Here is an efficient method of achieving this. This method uses binary searching (although it is modified to suit your needs).
Here is a summary of how it works:
- You represent the probabilites of certain elements getting picked in an array. So if you have the probabilities 50% for "A", 20% for "B", 10% for C, 5% for D, 5% for E, 0.1% for F and 9.9% for G, this would be
[.5, .2, .1, .05, .05, .001, .099]
in an array. However this is no good because we cannot use it in binary searching as it is not sorted - but if we sort it the probabilities will no longer correspond to our letter-array ([A,B,C,D,E,F,G]
). So instead we need to add up each of the probabilities until we end up with 1. Now the probability-array looks like so: [.5, .7, .8, .85, .9, .901, 1]
. Now it is sorted, and still corresponds to the array of letters above.
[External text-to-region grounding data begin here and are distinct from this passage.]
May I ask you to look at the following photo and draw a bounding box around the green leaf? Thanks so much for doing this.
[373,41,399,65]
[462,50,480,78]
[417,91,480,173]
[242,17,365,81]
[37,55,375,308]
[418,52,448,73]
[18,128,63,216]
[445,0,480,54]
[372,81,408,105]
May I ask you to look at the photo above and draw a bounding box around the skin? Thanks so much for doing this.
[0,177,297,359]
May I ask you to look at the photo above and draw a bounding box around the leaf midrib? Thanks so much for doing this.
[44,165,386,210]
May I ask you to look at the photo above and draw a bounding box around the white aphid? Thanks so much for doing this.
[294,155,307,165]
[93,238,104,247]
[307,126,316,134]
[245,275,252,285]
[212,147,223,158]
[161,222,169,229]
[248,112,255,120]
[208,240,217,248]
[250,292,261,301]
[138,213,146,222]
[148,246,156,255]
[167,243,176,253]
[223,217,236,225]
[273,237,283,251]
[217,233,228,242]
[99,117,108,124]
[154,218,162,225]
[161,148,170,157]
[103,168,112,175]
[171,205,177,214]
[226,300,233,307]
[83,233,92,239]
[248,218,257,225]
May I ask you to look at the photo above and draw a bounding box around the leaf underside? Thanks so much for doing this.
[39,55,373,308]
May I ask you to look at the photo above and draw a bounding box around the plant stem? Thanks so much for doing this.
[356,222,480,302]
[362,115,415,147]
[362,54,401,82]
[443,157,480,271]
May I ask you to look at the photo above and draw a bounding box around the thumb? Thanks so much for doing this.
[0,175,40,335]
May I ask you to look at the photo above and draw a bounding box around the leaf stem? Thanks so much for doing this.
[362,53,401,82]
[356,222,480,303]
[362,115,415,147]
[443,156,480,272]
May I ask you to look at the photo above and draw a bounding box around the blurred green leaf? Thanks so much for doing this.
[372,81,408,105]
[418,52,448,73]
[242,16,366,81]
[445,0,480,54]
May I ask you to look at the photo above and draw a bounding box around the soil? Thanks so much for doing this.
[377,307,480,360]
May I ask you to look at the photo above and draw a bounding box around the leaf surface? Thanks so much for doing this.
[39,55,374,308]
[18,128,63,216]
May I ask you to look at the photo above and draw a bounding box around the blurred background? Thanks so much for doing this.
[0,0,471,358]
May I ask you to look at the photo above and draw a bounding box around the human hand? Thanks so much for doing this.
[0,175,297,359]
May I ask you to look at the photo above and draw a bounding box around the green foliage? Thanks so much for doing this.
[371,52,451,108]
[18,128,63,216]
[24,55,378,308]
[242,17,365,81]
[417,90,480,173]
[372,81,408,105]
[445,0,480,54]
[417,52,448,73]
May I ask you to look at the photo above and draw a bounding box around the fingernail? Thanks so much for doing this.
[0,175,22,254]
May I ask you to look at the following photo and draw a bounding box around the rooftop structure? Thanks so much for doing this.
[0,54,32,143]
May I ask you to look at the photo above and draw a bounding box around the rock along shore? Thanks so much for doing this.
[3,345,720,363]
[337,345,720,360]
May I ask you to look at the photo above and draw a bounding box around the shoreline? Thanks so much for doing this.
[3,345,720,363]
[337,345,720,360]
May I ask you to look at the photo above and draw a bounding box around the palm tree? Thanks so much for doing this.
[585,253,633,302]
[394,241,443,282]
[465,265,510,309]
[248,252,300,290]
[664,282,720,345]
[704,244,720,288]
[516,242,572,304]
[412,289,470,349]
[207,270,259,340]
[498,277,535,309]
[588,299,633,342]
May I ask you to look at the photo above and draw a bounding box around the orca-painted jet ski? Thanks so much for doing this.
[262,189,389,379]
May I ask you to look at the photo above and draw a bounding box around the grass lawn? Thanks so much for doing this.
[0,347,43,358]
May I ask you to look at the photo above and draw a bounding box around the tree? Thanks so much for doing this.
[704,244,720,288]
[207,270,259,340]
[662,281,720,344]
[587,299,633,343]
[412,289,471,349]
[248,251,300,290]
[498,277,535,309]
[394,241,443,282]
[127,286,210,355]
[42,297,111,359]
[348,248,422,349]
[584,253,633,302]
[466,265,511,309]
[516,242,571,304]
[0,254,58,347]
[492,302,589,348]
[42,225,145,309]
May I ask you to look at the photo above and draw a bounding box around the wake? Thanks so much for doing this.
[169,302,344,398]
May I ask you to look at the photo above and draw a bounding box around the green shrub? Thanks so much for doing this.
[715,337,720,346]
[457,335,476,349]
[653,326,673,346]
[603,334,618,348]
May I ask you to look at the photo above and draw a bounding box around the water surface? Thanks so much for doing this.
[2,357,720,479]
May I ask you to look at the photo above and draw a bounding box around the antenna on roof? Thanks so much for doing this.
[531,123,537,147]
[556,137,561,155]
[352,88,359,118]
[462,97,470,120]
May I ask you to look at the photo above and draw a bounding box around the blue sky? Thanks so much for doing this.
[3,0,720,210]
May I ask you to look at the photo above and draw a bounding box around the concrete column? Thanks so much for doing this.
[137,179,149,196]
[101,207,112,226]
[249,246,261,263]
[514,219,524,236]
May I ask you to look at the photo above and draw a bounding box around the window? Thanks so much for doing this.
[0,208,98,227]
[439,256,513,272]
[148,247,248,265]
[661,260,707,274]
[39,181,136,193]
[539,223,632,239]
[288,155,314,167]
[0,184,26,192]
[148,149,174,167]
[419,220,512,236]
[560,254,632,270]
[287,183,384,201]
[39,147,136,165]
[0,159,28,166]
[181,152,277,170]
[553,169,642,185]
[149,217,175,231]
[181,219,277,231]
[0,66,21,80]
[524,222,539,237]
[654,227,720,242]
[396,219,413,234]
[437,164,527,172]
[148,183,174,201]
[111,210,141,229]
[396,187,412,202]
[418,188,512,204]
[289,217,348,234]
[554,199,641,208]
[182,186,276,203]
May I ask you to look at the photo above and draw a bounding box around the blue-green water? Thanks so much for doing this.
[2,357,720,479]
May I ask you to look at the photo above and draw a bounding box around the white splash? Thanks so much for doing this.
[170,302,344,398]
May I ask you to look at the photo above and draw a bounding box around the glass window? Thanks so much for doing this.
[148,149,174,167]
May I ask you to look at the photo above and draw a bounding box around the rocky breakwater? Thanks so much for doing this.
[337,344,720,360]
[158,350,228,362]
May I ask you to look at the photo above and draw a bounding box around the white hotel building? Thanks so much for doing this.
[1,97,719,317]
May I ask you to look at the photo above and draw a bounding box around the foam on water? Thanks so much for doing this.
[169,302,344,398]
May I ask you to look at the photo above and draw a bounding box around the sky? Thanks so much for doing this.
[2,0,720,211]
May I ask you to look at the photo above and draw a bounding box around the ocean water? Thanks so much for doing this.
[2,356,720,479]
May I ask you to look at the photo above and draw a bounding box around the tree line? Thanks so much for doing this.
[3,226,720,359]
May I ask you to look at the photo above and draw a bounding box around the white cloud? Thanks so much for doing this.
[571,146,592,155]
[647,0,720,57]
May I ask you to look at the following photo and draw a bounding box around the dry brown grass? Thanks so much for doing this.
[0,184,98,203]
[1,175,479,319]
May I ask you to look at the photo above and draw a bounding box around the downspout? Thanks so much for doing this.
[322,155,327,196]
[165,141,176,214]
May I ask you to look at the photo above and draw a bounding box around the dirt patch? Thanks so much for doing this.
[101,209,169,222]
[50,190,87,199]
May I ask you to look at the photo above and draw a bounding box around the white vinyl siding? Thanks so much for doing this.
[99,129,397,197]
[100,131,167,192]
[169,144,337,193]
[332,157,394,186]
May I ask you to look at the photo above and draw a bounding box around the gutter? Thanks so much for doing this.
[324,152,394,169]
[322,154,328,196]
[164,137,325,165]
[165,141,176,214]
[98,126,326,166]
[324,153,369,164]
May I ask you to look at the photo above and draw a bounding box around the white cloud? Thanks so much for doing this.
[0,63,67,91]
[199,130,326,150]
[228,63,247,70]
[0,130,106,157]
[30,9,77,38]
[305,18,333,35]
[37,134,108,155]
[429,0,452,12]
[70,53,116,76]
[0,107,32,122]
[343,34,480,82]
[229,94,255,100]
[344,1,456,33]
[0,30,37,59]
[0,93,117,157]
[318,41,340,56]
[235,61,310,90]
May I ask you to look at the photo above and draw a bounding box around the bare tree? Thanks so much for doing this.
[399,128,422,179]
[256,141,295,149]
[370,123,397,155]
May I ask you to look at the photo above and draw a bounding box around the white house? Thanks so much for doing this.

- Now we create a random fractional number between 0 and the highest value in the probability array.
Math.random()
is perfect for that.
- Now we look to see which value in the array of probabilities array is closest to this fraction. But there is one catch - the "closest" value cannot be smaller than the fraction.
- Once we have the index of this "closest" value, we can use the same index to pick a value from the letters-array. Here is an example in JavaScript:
function find(arr, x , start=0, end=arr.length) {
if(end < start) return -1;
else if(end == start) return end;
const mid = Math.floor((start + end) / 2);
if(arr[mid] === x) return mid+1;
else if(arr[mid] < x) return find(arr, x, mid+1, end);
else
return find(arr, x, start, mid);
};
const table_of_corresponding_probabilities = [.5,.7,.8,.85,.9,.901,1];
const values_to_pick_from = ["A", "B", "C", "D", "E", "F", "G"];
function weighted_random_pick(items, weights) {
return items[find(weights, Math.random())];
};
console.log(weighted_random_pick(values_to_pick_from, table_of_corresponding_probabilities));
So, with these probabilities we should get As 50% of the time, and other letters the rest of the time. Here is a test testing the randomness of the algorithm above:
function find(arr, x , start=0, end=arr.length) {
if(end < start) return -1;
else if(end == start) return end;
const mid = Math.floor((start + end) / 2);
if(arr[mid] === x) return mid+1;
else if(arr[mid] < x) return find(arr, x, mid+1, end);
else
return find(arr, x, start, mid);
};
const prob = [.5,.7,.8,.85,.9,.901,1];
const vals = ["A", "B", "C", "D", "E", "F", "G"];
const results = {A:0, B:0, C:0, D:0, E:0, F:0, G:0};
const times_it_ran = 160000;
for(let i = 0; i<times_it_ran; i++) {
results[vals[find(prob, Math.random())]]++
};
for(letter in results) {
console.log(letter+":",(results[letter]/(times_it_ran/100)).toFixed(3),"%");
};
When you run the above snippet you should find the percentage of times each letter was picked was close to the intended probability of that letter being picked. Of course it will never be absolutely equal because after all it is random (or at least pseudo-random).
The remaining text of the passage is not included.